Eigel disavowed responsibility for that miserable record.  “A lot of bad things that didn’t happen this session didn’t happen because of the people standing behind me,” he said in a post-session Freedom Caucus press conference. His words probably didn’t carry any water with Senators and Representatives who had worked hard and conscientiously on bills that would have done GOOD things only to see them disappear into the ongoing mud fight in the Senate led by Eigel and his band.

Eigel has dreams of becoming Governor.  Denny Hoskins thinks he’d be a peachy Secretary of State. Andrew Koenig thinks being State Treasurer would be wonderful. Rick Brattin just hopes to get elected to another term in the Senate.

There are some folks who have watched them this year who hope they still don’t have parking places in Jefferson City in 2025.

The 50-hour filibuster deserves a closer look. We’ve taken that look to establish the exact length of it so that future observers will know when they have witnessed an even more regrettable example.

Incidentally, it is believed the longest filibuster by one person in Missouri history was Senator Matt Bartle’s futile effort to block some gubernatorial appointments in 2007. He held the floor for seventeen hours.

The Stadium Thing

Here’s a sand-in-the-underwear situation for you.

Owners of our big-time sports teams—the Royals, the Chiefs, the Blues and the Cardinals (and our two pro soccer teams)—want you and me to reach into our pockets to pay major parts of the costs of building new stadia or upgrading old ones for them.

The Royals and the Chiefs overlooked a critical issue as their effort to extend the Jackson County sports tax was trounced by voters recently. The Cardinals are overlooking the same issue with reports that they will be seeking state support for the updating of Busch Stadium III (although team president Bill DeWitt III says such a report is “premature.” :

None of them has mentioned how many millions of dollars they will make from sports wagering. None of them has given any indication that they could use that money instead of taxpayer funds for their new projects.
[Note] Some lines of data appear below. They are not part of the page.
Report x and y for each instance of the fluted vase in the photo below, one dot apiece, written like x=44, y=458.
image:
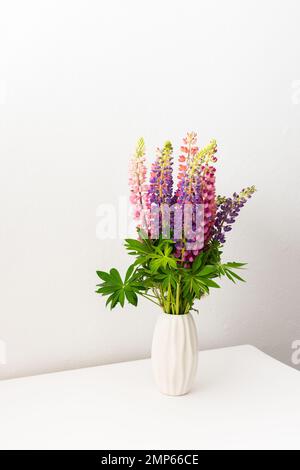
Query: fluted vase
x=175, y=353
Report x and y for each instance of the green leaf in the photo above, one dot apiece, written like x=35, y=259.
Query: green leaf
x=235, y=265
x=131, y=297
x=129, y=272
x=197, y=262
x=208, y=269
x=104, y=276
x=210, y=282
x=235, y=275
x=116, y=276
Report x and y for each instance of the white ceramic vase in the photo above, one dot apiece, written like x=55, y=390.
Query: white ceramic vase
x=175, y=353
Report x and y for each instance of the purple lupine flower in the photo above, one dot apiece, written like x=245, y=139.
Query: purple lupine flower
x=228, y=210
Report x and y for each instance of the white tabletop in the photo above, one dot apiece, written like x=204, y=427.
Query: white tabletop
x=242, y=398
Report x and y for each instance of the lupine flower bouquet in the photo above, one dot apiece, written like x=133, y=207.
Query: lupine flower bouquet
x=180, y=231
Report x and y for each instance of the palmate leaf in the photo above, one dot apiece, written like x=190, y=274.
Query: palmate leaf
x=117, y=290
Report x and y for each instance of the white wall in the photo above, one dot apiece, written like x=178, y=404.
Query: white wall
x=79, y=82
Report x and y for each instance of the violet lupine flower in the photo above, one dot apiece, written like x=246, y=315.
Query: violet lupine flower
x=138, y=186
x=197, y=186
x=160, y=191
x=228, y=210
x=161, y=178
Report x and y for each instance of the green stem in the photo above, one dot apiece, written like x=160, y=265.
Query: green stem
x=178, y=296
x=149, y=298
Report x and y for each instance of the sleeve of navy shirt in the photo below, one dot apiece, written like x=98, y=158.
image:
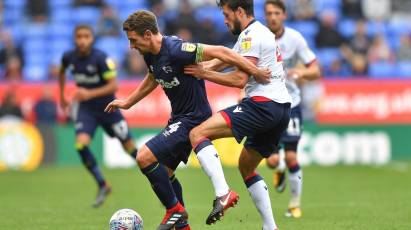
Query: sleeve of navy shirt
x=186, y=53
x=106, y=67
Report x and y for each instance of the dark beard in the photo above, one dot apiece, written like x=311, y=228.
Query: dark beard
x=237, y=27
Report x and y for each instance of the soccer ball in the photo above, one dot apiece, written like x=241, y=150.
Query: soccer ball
x=126, y=219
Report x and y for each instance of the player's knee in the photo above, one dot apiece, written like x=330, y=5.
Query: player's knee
x=244, y=168
x=129, y=145
x=272, y=161
x=145, y=157
x=195, y=135
x=83, y=139
x=291, y=159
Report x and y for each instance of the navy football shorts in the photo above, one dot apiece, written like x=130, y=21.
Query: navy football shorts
x=87, y=118
x=172, y=145
x=259, y=119
x=293, y=132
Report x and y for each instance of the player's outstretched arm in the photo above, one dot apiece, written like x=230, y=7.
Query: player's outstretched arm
x=62, y=85
x=144, y=89
x=83, y=94
x=310, y=73
x=230, y=57
x=237, y=78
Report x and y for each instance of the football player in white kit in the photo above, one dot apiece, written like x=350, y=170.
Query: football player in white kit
x=293, y=49
x=261, y=116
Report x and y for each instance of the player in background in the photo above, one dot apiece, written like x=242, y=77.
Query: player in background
x=294, y=49
x=261, y=116
x=165, y=58
x=95, y=77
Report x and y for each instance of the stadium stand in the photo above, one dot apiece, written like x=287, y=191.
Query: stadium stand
x=44, y=42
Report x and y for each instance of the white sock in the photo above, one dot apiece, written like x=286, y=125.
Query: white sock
x=209, y=160
x=281, y=165
x=296, y=184
x=261, y=198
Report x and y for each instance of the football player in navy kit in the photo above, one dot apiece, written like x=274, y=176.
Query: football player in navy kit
x=166, y=57
x=95, y=77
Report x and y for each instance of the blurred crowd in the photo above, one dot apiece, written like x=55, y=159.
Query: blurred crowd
x=352, y=38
It is a failing that might not bode well for the teams and the casinos that want to put a sports wagering proposition on the ballot later this year, a proposal that hugely disadvantages the state and the programs that years ago the casinos promised could be funded with taxes and fees from legalized gambling.

Would it not make sense to ease voter worries about city and state subsidies for stadium construction and improvements if the teams committed to using the first few years of the giant profits they expect from sports betting for their stadium projects instead of expecting a tax handout from the citizens?  
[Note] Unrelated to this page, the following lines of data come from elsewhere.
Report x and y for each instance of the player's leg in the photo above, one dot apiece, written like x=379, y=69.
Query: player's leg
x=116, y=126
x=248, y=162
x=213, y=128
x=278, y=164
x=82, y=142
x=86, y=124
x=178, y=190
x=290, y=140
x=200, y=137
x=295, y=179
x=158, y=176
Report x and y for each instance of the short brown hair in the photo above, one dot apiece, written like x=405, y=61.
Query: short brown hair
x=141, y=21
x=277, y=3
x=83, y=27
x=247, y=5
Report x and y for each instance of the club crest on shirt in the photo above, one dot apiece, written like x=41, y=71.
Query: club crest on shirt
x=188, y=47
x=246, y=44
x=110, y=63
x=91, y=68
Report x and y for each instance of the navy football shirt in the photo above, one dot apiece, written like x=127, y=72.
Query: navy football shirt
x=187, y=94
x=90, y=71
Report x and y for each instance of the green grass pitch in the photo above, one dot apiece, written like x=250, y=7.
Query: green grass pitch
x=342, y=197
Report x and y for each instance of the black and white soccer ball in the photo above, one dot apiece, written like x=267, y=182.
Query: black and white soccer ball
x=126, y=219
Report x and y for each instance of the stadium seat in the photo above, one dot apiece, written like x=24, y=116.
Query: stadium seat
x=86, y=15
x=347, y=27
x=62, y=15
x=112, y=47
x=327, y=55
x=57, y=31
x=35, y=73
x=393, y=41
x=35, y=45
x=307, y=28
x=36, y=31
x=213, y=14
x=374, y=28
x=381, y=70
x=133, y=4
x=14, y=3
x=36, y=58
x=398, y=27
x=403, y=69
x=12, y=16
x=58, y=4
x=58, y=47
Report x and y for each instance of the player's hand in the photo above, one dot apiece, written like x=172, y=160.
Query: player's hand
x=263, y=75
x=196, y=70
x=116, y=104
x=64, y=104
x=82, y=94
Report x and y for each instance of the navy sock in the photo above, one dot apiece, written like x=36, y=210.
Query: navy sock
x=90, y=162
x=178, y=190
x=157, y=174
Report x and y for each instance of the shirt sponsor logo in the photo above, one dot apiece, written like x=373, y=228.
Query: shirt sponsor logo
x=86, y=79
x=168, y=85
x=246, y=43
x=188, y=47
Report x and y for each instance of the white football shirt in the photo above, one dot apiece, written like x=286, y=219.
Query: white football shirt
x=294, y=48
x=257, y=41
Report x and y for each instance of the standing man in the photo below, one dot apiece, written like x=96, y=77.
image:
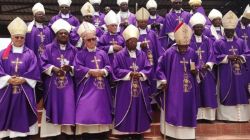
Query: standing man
x=132, y=104
x=59, y=98
x=39, y=35
x=18, y=76
x=197, y=7
x=98, y=15
x=93, y=101
x=202, y=45
x=175, y=16
x=125, y=17
x=155, y=21
x=176, y=74
x=64, y=13
x=231, y=52
x=216, y=30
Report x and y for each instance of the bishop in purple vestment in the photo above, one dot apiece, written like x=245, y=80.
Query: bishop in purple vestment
x=231, y=53
x=18, y=76
x=176, y=73
x=132, y=103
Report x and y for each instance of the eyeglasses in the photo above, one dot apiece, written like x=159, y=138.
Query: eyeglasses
x=19, y=37
x=91, y=39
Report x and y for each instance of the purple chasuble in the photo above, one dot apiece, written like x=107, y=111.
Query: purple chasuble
x=231, y=75
x=93, y=95
x=207, y=86
x=18, y=103
x=59, y=98
x=38, y=38
x=132, y=102
x=181, y=92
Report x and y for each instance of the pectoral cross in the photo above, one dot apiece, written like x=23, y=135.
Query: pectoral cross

 Why should the legislature give any team that will profit from sports betting any funds from state taxpayer pockets?  Why should the legislature lessen financial support for, say, mental health services, veterans homes, education, senior services programs, and nursing home support so sports teams that soon will be divvying up hundreds of millions of dollars a year from people thinking they can consistently beat game-day odds don’t have to use those funds?
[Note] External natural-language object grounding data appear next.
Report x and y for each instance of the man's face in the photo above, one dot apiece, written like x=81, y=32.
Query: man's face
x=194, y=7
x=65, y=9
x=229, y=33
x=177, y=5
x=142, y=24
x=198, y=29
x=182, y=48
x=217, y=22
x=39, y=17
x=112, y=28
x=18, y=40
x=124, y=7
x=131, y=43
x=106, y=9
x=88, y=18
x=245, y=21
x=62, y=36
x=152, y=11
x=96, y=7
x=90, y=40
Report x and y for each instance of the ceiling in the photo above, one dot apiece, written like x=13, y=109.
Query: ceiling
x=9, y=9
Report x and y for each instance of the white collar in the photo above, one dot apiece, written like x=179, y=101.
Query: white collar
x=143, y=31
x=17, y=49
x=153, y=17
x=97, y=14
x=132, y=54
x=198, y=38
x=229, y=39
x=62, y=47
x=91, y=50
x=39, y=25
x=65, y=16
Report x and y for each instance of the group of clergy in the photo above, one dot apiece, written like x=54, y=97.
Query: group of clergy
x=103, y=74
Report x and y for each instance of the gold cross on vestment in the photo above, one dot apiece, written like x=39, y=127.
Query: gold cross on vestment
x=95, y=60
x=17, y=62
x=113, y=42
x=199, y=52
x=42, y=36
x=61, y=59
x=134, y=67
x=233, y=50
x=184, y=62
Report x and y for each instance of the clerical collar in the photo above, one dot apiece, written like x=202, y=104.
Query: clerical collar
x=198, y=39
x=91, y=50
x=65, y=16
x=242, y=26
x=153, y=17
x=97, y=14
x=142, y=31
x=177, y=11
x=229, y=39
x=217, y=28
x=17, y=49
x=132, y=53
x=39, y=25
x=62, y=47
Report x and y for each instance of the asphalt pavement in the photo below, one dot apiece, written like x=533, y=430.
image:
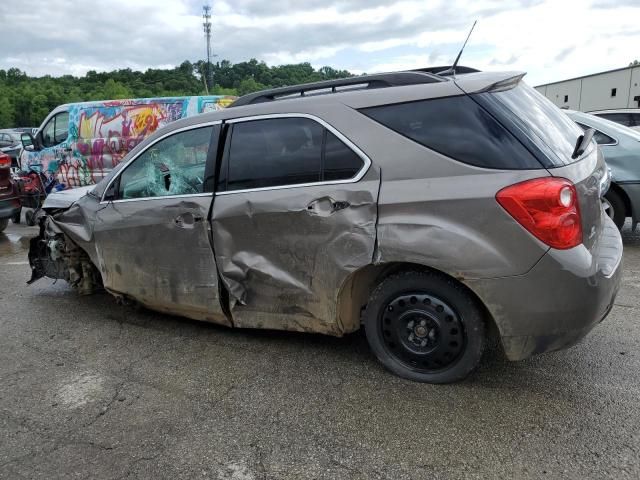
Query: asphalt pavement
x=92, y=389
Opponents of sports wagering might be able to make a lot of hay out of this oversight by the teams and the casinos.  It’s an election year. If you are a voter, you should ask your candidates if they favor taking money away from state programs to build or maintain playing fields while the team owners and the casinos rake hundreds of millions of dollars in lost consumer bets into their pockets instead of investing them in stadium projects in their home cities?

You should ask those questions.  And if your candidate says the sports teams should be allowed to pick your pocket with a tax while lining their pockets with gambling revenues, you should look for another square on the ballot to fill in.

These two issues are joined at the hip and voters, especially those in the home areas of our major league teams, should hold their legislators and their sports teams accountable.